Significativo risulta anche il richiamo all’attivismo e all’impegno di favorire lo spirito comunitario, di costruire una morale “ontologizzata”, che favorisca il compimento di essere aperto agli altri, disponibile ad ascoltare e seguire la voce della coscienza, capace di accettare la sofferenza.

Ad alimentare in Frankl l’altruismo concorse particolarmente la sua esperienza di deportato. Nei lager aveva notato anche mirabili esempi di bontà, di solidarietà e di comprensione: tra le sentinelle, accanto a individui crudeli e sadici, c’erano pure uomini che spesso sacrificavano il proprio denaro, a rischio della vita, per acquistare medicinali indispensabili per gli internati.

E nel volume Uno psicologo nei Lager (Ares, Milano, 2012, 21ª ed) a p. 144 risulta con particolare originalità che egli aveva concluso, a proposito di razzismo, che “sulla terra esistono soltanto due razze umane: la razza degli uomini per bene e quella dei poco di buono”. E in Homo Patiens.

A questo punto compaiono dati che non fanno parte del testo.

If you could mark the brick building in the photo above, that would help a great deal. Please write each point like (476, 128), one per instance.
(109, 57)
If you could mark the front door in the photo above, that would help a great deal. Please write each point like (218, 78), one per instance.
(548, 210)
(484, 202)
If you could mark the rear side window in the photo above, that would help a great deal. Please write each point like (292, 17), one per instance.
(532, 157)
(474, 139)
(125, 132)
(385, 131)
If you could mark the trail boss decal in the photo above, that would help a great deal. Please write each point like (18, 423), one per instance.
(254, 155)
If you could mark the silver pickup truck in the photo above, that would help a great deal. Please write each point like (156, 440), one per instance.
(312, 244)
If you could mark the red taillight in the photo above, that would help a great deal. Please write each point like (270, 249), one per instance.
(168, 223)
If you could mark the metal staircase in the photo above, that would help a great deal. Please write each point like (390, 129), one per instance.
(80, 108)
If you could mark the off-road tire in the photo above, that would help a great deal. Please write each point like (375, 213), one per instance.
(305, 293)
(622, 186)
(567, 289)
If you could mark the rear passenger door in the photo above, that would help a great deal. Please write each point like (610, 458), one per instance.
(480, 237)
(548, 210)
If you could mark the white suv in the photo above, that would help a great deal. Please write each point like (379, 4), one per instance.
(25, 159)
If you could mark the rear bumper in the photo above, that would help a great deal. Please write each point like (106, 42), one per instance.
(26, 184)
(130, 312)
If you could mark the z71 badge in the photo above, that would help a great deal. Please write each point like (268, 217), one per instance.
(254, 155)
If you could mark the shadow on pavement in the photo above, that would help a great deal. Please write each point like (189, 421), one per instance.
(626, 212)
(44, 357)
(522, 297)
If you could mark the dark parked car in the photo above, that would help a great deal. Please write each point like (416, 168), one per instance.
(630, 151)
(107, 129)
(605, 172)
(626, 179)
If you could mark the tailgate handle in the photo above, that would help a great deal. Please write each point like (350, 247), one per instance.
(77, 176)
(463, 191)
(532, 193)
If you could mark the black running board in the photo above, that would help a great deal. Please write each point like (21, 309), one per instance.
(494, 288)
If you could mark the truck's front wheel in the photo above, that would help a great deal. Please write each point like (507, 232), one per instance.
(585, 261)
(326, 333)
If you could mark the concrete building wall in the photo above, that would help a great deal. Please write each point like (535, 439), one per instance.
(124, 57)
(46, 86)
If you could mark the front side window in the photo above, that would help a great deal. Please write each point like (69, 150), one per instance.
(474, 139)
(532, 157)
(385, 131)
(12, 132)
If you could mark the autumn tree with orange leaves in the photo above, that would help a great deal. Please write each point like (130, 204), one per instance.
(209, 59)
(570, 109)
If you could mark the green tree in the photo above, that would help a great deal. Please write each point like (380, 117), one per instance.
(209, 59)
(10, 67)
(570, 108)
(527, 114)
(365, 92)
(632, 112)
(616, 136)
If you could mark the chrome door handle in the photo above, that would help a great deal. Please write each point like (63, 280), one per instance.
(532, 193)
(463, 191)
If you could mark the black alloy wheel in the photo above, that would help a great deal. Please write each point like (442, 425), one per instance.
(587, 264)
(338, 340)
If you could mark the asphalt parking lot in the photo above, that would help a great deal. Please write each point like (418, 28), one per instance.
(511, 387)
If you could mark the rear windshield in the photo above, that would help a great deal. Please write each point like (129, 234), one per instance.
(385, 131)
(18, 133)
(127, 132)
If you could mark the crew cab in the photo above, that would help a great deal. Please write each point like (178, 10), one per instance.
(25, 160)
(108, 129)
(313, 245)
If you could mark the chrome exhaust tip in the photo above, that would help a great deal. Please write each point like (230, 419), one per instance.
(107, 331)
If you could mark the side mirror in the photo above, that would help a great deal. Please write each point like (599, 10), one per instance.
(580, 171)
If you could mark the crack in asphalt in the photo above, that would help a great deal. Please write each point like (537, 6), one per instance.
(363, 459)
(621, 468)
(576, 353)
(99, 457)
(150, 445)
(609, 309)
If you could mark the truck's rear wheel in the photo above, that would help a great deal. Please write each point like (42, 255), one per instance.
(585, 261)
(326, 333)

Soffrire con dignità (Queriniana, Brescia, 2011, 4ª ed) a p. 98 sottolinea in forma altrettanto entusiasmante che l’uomo, se “è l’essere che ha inventato le camere a gas,… è anche l’essere che è entrato in esse a fronte alta, con sulle labbra il Padre nostro e la preghiera ebraica per la morte”.

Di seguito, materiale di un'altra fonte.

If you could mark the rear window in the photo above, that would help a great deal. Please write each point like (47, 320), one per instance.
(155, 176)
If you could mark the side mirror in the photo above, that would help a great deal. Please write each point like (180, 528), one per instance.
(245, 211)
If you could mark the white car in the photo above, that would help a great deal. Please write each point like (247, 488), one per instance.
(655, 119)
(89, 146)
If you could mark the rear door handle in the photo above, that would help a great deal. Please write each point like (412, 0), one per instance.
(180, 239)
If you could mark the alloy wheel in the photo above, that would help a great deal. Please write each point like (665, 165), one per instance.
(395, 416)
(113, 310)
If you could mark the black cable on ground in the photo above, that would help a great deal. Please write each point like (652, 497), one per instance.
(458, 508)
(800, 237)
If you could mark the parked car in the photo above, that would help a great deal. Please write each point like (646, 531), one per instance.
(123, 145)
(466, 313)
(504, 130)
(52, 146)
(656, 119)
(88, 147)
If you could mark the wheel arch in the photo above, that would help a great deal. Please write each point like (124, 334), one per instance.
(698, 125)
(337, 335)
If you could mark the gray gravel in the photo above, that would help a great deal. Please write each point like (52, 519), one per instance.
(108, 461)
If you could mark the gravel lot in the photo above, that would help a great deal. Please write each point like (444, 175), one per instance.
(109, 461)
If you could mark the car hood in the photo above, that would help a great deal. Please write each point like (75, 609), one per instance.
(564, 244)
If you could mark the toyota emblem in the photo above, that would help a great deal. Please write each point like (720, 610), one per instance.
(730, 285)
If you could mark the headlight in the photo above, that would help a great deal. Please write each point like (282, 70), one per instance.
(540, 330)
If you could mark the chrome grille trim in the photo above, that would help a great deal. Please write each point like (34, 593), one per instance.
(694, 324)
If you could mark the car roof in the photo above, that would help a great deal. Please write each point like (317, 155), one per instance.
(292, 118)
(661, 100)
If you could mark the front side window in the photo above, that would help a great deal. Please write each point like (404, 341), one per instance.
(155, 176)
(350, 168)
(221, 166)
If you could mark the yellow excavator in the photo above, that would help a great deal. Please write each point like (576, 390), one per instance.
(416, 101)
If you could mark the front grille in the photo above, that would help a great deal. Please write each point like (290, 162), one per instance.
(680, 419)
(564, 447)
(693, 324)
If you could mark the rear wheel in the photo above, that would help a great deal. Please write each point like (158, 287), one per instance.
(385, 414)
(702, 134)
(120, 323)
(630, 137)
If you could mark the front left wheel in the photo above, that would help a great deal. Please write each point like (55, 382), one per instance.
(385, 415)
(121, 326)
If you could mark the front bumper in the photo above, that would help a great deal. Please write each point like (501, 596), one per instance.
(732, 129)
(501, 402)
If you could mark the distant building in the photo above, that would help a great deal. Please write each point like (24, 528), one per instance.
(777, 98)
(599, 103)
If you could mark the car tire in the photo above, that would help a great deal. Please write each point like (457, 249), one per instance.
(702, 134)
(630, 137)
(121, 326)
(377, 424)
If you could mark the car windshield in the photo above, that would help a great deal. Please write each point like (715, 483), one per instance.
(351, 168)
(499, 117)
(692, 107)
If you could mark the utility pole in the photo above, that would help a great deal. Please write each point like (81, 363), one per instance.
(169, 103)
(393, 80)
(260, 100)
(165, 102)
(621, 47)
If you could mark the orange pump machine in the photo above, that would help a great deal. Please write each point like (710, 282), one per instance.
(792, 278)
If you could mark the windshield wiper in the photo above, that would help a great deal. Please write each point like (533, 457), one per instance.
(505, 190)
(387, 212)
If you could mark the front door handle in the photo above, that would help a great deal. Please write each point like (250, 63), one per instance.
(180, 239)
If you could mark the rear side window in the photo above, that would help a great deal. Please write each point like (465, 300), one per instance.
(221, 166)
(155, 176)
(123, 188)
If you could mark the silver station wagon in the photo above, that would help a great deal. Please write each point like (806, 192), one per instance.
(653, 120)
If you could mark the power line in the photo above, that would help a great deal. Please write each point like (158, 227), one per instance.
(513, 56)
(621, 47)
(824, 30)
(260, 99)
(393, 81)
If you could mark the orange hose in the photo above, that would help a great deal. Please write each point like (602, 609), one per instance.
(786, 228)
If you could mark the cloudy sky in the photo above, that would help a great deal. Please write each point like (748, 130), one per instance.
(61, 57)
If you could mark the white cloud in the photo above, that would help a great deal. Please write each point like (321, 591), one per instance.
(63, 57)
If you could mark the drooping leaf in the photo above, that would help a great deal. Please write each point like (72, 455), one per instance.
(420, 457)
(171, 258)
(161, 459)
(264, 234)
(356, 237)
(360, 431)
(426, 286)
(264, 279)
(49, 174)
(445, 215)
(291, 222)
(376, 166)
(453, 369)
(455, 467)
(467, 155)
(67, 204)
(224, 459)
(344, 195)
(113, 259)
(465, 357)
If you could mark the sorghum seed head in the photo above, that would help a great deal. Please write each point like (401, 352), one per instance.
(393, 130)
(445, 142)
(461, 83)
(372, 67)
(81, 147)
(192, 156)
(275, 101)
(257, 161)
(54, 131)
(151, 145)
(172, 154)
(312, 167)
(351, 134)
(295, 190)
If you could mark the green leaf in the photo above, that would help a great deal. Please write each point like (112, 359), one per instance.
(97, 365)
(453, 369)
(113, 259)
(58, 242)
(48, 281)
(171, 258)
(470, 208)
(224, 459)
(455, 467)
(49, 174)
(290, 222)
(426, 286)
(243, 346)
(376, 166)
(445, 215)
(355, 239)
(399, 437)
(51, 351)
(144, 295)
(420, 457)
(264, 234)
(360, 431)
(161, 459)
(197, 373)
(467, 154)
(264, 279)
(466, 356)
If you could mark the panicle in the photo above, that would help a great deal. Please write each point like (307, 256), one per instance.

Dalla visione di Frankl risulta che uno studioso, uno psicologo in particolare, non può limitare la sua speculazione verso obiettivi puramente scientifici, asettici, e fini a se stessi, ma deve rendere operativi i risultati e renderli funzionali alla maturazione di personalità responsabili e pensose dei destini di tutti. D’altra parte l’educazione, secondo Maritain, è “risveglio umano” e ogni conquista culturale deve produrre umanità.

Interpretando fedelmente l’opera di Frankl il saggio di Eugenio Fizzotti offre un contributo eccellente all’elevazione dello spirito, al ripudio del piacere e del potere come dominio: soltanto aprendosi agli altri, indirizzando la volontà allo spirito di servizio, si può addivenire alla piena realizzazione del proprio essere. È, questo, in fondo, il messaggio di quella corrente di pensiero classificata come “personalismo”, “personalismo cristiano”, che, purtroppo, trova poco consenso nella cultura contemporanea e nelle nostre scuole, nelle quali imperano autori e pensatori orientati al  materialismo, foriero di egoismo e di nullità.

Rimane comunque sempre la speranza nella bontà dell’anima umana e nella redenzione in nome dei suoi autentici valori di spiritualità e di libertà. E il saggio di Eugenio Fizzotti, stimolando la volontà per la ricerca scientifica aperta al mondo e alla responsabilità, offre un originale contributo per la formazione, non tanto dell’homo faber preoccupato del successo, quanto dell’homo patiens artefice di solidarietà, secondo l’insegnamento dello psichiatra Viktor Frankl».